The Canadian company builds a magnet factory in Estonia, among other things.
Neo Performance Materials reports a 37% drop in sales to $107 million for the second quarter compared to last year. However, the manufacturer of rare earth magnets and industrial materials says that the balance sheet for the first half of 2024 looks better than in the same period of the previous year. Adjusted EBITDA increased slightly to $24.2 million, and the company is forecasting 45 to 50 million for the year as a whole. According to CEO Rahim Suleman, Neo is currently undergoing a transformation process, which is showing initial results. In August, a stake in a plant for the production of gallium trichloride was sold to concentrate on the most important markets and products in the future. A separation plant for light rare earths in Zibo, China, was also decommissioned in April.
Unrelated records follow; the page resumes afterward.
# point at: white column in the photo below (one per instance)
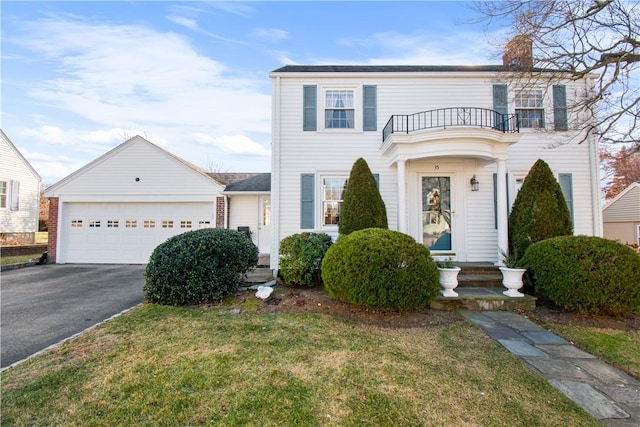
(501, 206)
(402, 196)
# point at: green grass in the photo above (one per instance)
(617, 347)
(170, 366)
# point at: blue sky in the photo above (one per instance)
(79, 78)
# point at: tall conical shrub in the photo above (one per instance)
(539, 212)
(362, 204)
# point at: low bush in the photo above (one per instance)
(301, 258)
(380, 268)
(199, 266)
(586, 274)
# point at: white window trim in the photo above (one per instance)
(320, 197)
(357, 108)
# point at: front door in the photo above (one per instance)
(264, 228)
(436, 213)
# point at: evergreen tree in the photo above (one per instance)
(362, 205)
(539, 212)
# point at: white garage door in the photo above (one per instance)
(125, 233)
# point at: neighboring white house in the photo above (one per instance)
(449, 145)
(119, 207)
(19, 195)
(621, 216)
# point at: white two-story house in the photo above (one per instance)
(449, 146)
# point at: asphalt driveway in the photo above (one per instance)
(42, 305)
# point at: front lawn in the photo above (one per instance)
(159, 365)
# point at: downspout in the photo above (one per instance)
(275, 176)
(594, 161)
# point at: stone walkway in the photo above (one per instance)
(608, 394)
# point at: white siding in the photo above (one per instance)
(13, 167)
(244, 211)
(334, 151)
(626, 208)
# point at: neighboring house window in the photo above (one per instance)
(15, 196)
(529, 108)
(339, 110)
(332, 192)
(3, 194)
(560, 121)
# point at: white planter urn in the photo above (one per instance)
(449, 281)
(512, 280)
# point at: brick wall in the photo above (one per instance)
(53, 229)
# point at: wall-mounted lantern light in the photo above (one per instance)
(475, 184)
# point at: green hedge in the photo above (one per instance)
(586, 274)
(301, 258)
(380, 268)
(199, 266)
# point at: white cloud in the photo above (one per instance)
(234, 144)
(139, 77)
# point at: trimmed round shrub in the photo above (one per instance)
(586, 274)
(539, 212)
(199, 266)
(380, 268)
(362, 205)
(301, 258)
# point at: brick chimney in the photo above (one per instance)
(518, 53)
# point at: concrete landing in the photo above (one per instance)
(483, 299)
(608, 394)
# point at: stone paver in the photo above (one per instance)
(608, 394)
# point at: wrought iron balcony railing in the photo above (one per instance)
(450, 117)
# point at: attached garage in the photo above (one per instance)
(117, 233)
(118, 208)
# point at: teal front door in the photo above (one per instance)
(436, 213)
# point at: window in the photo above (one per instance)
(529, 109)
(339, 110)
(15, 196)
(332, 192)
(3, 194)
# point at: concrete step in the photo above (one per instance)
(484, 299)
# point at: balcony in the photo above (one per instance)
(451, 117)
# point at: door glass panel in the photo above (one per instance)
(436, 212)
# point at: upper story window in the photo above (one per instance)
(339, 110)
(332, 194)
(530, 109)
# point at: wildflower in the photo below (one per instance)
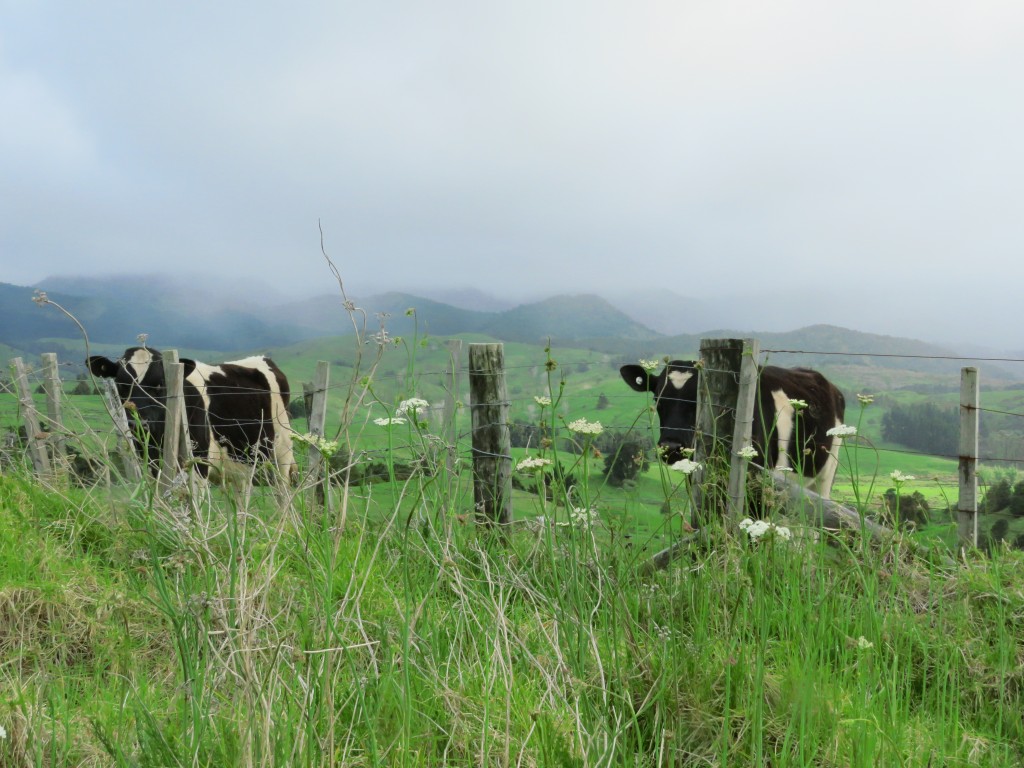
(758, 529)
(528, 465)
(584, 517)
(899, 478)
(842, 430)
(413, 406)
(685, 466)
(582, 426)
(326, 448)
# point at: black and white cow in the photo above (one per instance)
(782, 437)
(237, 412)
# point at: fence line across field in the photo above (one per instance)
(47, 445)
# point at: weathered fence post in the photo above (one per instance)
(967, 507)
(30, 417)
(54, 392)
(125, 444)
(492, 440)
(451, 385)
(743, 428)
(320, 465)
(717, 395)
(176, 449)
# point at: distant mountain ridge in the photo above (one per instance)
(177, 313)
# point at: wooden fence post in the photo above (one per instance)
(967, 507)
(451, 385)
(492, 439)
(717, 395)
(176, 445)
(125, 444)
(743, 429)
(54, 393)
(30, 417)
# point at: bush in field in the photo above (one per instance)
(912, 508)
(923, 426)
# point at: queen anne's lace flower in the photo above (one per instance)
(413, 406)
(686, 466)
(532, 464)
(757, 529)
(582, 426)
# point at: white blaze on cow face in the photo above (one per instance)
(678, 379)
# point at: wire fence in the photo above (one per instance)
(592, 390)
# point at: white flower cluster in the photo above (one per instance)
(582, 426)
(758, 529)
(582, 517)
(326, 446)
(413, 407)
(529, 465)
(686, 466)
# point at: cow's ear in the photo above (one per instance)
(637, 377)
(104, 368)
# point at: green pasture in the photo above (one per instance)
(231, 626)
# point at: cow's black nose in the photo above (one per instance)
(671, 452)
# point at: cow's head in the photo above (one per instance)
(138, 375)
(676, 399)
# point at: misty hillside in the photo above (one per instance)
(177, 313)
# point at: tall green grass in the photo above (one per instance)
(230, 628)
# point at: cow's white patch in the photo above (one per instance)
(283, 455)
(140, 361)
(678, 378)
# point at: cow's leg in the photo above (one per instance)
(823, 480)
(784, 422)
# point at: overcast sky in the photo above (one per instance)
(825, 155)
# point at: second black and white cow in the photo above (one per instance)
(237, 412)
(783, 437)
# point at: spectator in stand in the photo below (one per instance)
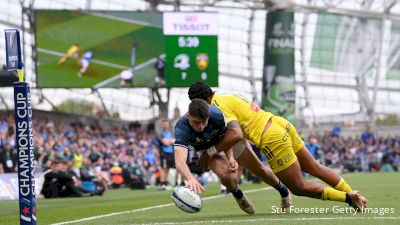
(8, 158)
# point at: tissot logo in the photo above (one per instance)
(191, 18)
(190, 27)
(190, 23)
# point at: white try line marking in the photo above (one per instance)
(137, 68)
(126, 20)
(104, 63)
(230, 221)
(149, 208)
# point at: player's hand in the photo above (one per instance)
(195, 186)
(233, 165)
(203, 162)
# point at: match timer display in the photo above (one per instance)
(191, 44)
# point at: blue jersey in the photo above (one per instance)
(212, 133)
(167, 148)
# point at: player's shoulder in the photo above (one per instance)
(182, 124)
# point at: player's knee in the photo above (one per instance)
(226, 176)
(298, 189)
(259, 170)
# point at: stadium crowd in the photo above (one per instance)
(130, 155)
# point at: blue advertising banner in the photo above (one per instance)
(24, 143)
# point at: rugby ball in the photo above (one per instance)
(186, 199)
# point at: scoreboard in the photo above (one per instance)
(191, 44)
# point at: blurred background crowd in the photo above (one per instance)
(92, 158)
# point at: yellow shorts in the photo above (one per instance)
(280, 144)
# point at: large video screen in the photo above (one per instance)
(99, 49)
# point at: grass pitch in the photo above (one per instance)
(155, 207)
(110, 35)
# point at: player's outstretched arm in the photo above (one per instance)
(232, 136)
(183, 169)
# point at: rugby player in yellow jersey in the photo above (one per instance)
(73, 51)
(279, 141)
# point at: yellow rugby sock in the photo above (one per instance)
(333, 195)
(343, 186)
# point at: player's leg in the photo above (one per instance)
(310, 165)
(278, 147)
(219, 165)
(163, 171)
(85, 66)
(249, 160)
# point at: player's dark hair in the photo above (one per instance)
(199, 108)
(200, 90)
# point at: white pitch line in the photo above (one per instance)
(115, 77)
(104, 63)
(148, 208)
(230, 221)
(126, 20)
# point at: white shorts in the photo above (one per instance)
(238, 149)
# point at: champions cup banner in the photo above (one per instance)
(24, 143)
(278, 91)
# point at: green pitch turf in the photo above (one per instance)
(109, 38)
(154, 207)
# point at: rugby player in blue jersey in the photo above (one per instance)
(203, 127)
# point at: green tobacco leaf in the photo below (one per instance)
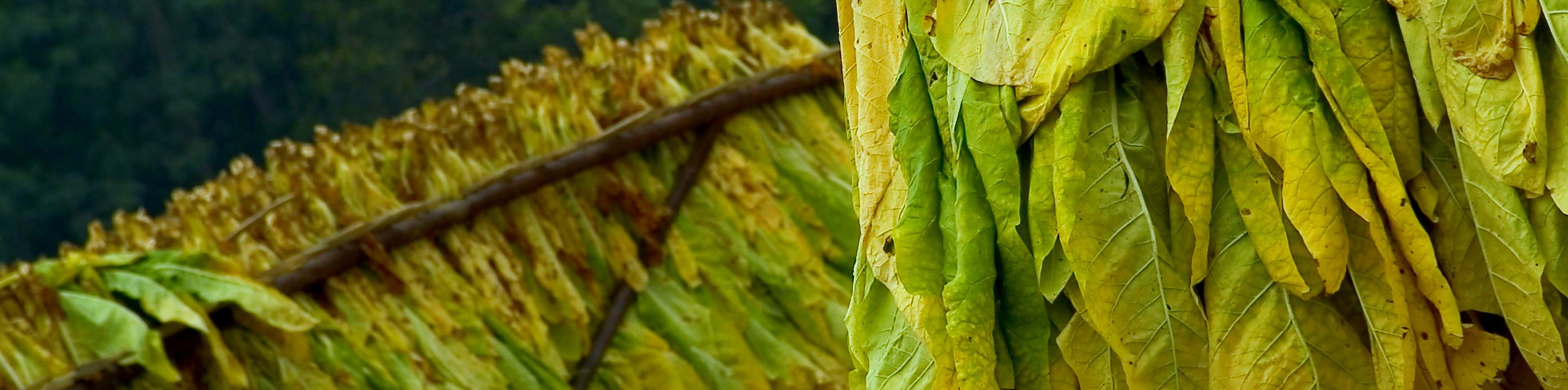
(1115, 242)
(918, 237)
(998, 43)
(156, 300)
(1283, 126)
(1551, 228)
(1554, 82)
(1385, 69)
(110, 330)
(1515, 265)
(1352, 105)
(1189, 162)
(1089, 354)
(1259, 212)
(969, 295)
(886, 351)
(1416, 43)
(1266, 337)
(230, 367)
(990, 115)
(1501, 119)
(1049, 262)
(1180, 45)
(266, 303)
(1454, 232)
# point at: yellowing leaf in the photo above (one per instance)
(1478, 33)
(110, 330)
(1554, 81)
(1049, 262)
(1178, 45)
(1416, 43)
(1259, 212)
(1515, 265)
(1089, 354)
(1479, 359)
(1096, 37)
(1189, 160)
(1454, 232)
(885, 348)
(1369, 29)
(1424, 331)
(1286, 117)
(998, 43)
(1266, 337)
(1382, 295)
(1132, 289)
(1373, 146)
(156, 300)
(1501, 119)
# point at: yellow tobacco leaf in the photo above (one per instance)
(1115, 240)
(998, 43)
(1259, 214)
(1266, 337)
(1503, 119)
(1479, 359)
(1554, 74)
(1515, 267)
(1089, 354)
(1424, 330)
(1454, 232)
(1189, 160)
(1371, 145)
(1383, 306)
(1479, 33)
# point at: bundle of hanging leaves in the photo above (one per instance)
(750, 295)
(1209, 195)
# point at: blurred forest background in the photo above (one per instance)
(110, 104)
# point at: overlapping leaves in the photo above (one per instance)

In Europe, on the other hand, Neo is expanding its presence with a factory for sintered magnets, which are used in the electric car drive motors, built in Estonia. Also in August, a major European car manufacturer placed a large order with Neo for this factory, which accounts for around 35% of the production volume.
In the area of technology metals, demand for hafnium contributed positively to the Group’s performance. The metal is required for the construction of aircraft engines, among other things. Aviation is currently recovering from the coronavirus pandemic, and many airlines are taking advantage of this to modernize their fleets.